Mais c’est Baudelaire, qui nous fascinait le plus. Un titre comme “Les Fleurs du Mal” ne pouvait que nous attirer et nous nous plongions dans ses sonnets :

Là, tout n’est qu’ordre et beauté,

Luxe, calme et Volupté

Et nous connaissions par cœur la première strophe d'”Harmonie du Soir”:

Voici venir le temps où vibrant sur sa tige,

Chaque fleur s’évapore, ainsi qu’un encensoir;

Les sons et les Parfums tournent dans l’air du soir

Valse mélancolique, et langoureux vertige

                                   

 Les Amours d’Enfance

L’enfance est la période des grandes amours platoniques, et je me souviens d’avoir toujours été amoureux, déjà bien avant la maternelle.

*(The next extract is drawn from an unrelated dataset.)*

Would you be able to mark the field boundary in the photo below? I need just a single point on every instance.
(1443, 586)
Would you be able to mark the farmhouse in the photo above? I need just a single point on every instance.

Amoureux de personnes physiques, des filles du voisinage d’abord, où sujet à des amours imaginaires avec des princesses, que je m’empressais de sauver des griffes d’un dragon. Je baignais littéralement dans l’Amour Courtois et m’identifiais à ces héros chevaleresques, qui venaient sauver l’héroïne, et disparaissaient sans recevoir en récompense l’amour de la Belle.

Il y avait du Don Quichotte, mais sans avoir le moindre penchant pour Dulcinée, et aussi du Lucky Lucke, avant l’heure….

Nous étions tous de “poor lonesome cow-boys”!

C’était l’âge où les pulsions se subliment en des actes héroïques imaginaires.

La lecture des Contes et Légendes des Régions de France, n’y étaient pas non plus étrangère.

Eté 46  Peut être mon premier flirt, avec une voisine rue des 36 Pont – J’avais 2 ans. J’ai oublié son prénom.

 L’entrée au lycée pilote de Bellevue, enfin un établissement  mixte, allait permettre de rêver à des êtres  plus réels. Bien qu’elles dussent porter un tablier, certaines des filles de la classe avaient un certain pouvoir de séduction, et je me souviens d’avoir été en permanence amoureux de l’une d’elles, mais toujours en secret : je m’étais vite aperçu, que mes camarades, qui flirtaient avec des filles du lycée, allaient au devant de graves ennuis, les ruptures étant particulièrement difficiles à gérer. Je me suis donc toujours abstenu de dépasser le stade des relations amicales avec mes collègues féminines du lycée, ce qui m’arrangeait car j’étais d’une grande timidité, et incapable de déclarer ma flamme. C’était peut être mieux : ça m’obligeait à faire un transfert  sur les études et le sport.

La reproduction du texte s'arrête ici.